Bras tatoué d’un phare éclairant une île déserte
Celui qui prendra ses fonctions le 11 mars prochain, venait de rejoindre la capitale chilienne. Originaire de l’extrême sud du Chili, de Punta Arenas, l’une des villes les plus australes du monde, considérée comme la porte de l’Antarctique, sur les rives des eaux glacées du détroit de Magellan, Gabriel Boric utilise en 2013 la maison familiale comme quartier général de campagne pour son premier combat législatif, rassemblant amis et bénévoles. Il emporte l’année suivante le siège de député de la région de Magallanes, en se présentant en tant qu’indépendant. Quatre ans plus tard, il décroche un nouveau mandat de député.

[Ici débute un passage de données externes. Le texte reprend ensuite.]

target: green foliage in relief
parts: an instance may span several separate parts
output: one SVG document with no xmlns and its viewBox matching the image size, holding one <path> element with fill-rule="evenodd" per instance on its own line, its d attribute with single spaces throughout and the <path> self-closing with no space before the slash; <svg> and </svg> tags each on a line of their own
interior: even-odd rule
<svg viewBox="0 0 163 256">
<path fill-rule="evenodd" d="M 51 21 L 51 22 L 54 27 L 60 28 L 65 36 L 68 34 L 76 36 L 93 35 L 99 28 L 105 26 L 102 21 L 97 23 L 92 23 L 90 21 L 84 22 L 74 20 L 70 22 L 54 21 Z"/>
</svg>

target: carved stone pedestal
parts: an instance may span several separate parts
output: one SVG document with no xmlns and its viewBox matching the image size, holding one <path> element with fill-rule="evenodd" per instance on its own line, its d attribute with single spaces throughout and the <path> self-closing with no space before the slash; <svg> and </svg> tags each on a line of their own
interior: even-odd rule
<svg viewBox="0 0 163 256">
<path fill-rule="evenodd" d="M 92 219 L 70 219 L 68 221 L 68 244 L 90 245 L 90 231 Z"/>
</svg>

Dès son plus jeune âge, Gabriel Boric, grand lecteur, tisse un lien très fort avec ses racines à Punta Arenas, la ville qui, au début du XXème siècle, a accueilli ses aïeux migrants, croates et catalans. « Je viens du sud de la Patagonie, là où le monde commence, là où toutes les histoires et l’imagination se rejoignent, dans le détroit de Magellan, qui a inspiré tant de beaux romans », confie-t-il. L’homme au bras tatoué d’un phare éclairant une île déserte, vit en couple avec une politologue, sans enfant.